I have no interest in shaming people for their adult, consensual activities, but equally I don’t want to see them or be a bit part player in them.

terryleather · 01/09/2018 18:56

Apart from involving others unwittingly & without consent in one's sexual practice which is completely objectionable as pps have already said, hanging on to the coat tails of LGB+ will have the added effect of legitimising kink/fetishes as an identity rather than sexual preferences that one has (and thus beyond reproach no matter how questionable they are) while also performing a slight of hand to get to be seen as an oppressed minority.

NothingOnTellyAgain · 01/09/2018 20:11

On the other thread about edward lord, there are some links about work his (their? xher?) partner has done with someone who is apparently well known for putting paedophilia as a normal sexuality

and there's an extract from a book where it talks about people's "oppressed" sexual identities with a list of various fetishes with people who are into "intergenerational" partnerings at the bottom of the oppression heap.

this stuff is all overlapping with lgb + the original ts (transsexuals) being hijacked by fetishists >> exhibitionism etc + paedophiles to push agendas which will benefit them

I did feel this was a bit tin hat and going too far but having seen the links today across green party challenors + this lord person and his partner + jess thingy >> it all seems to be pointing to " we said these looked like weirdy perverts and guess what"

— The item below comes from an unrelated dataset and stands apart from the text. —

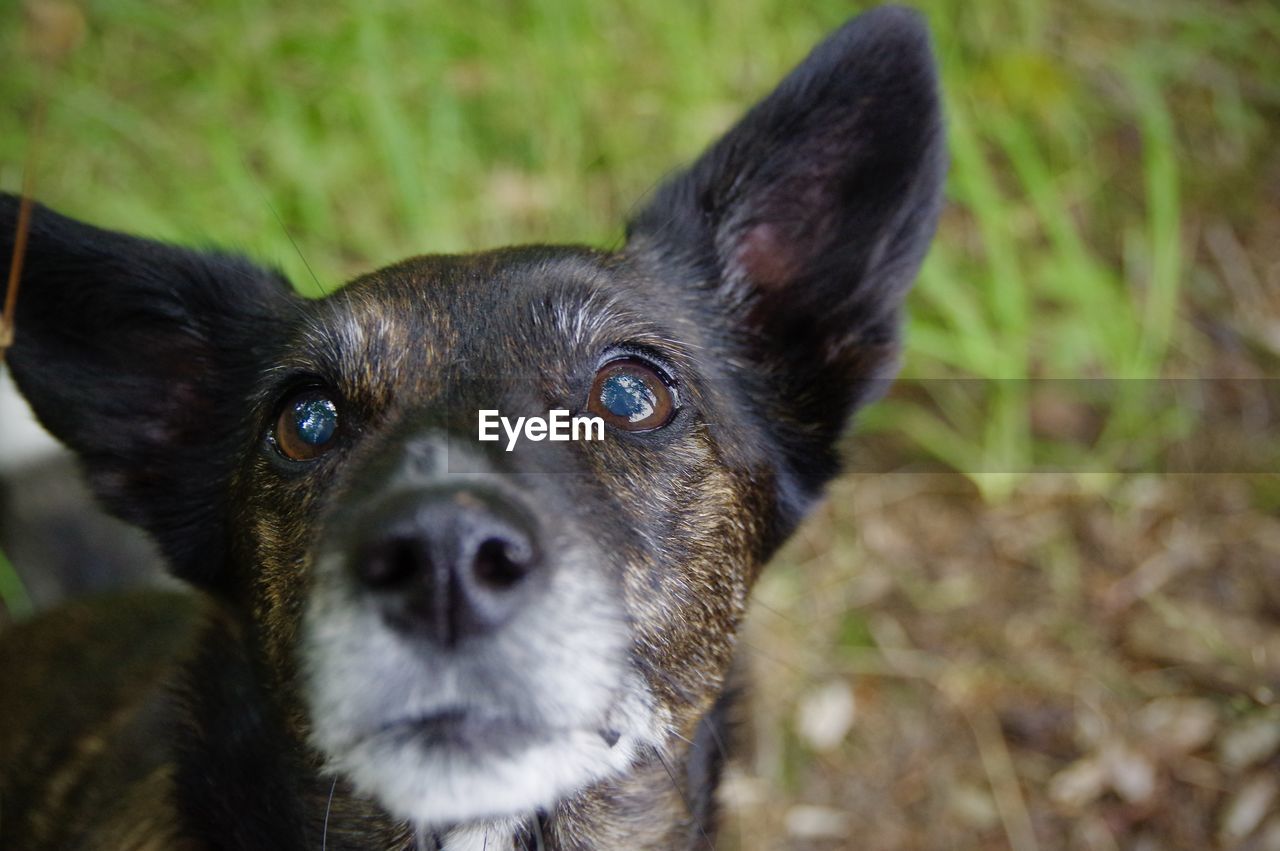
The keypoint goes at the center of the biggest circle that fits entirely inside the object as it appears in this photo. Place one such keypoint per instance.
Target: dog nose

NothingOnTellyAgain · 01/09/2018 20:12

will that be deleted

dunno

these people's open social media show their links, interests, views

all in public domain

NothingOnTellyAgain · 01/09/2018 20:14

edward lord xhemselves having tweeted saying someex PIE bloke who is very pro paedophile is a total hero >> available on other thread

this guy was involved with swim england I think when they changed their policy to say all self id in the (often communal for swimming clubs etc) changing rooms and any girls who didn't like it should be re-educated

Echobelly · 01/09/2018 20:27

I think it's been around for a while. For me there's a fairly clear line between kink and 'weird and abusive' - namely consent. I am a fairly sideline participant in the kink scene and it is all about consent, and I think in the last decade or so people have got very up on being aware when consent doesn't really appear to be consent as well (eg if someone seems to be manipulated or have an unhealthy relationship).

Sadly I am quite sure some people have tried will try to 'kinkwash' abuse.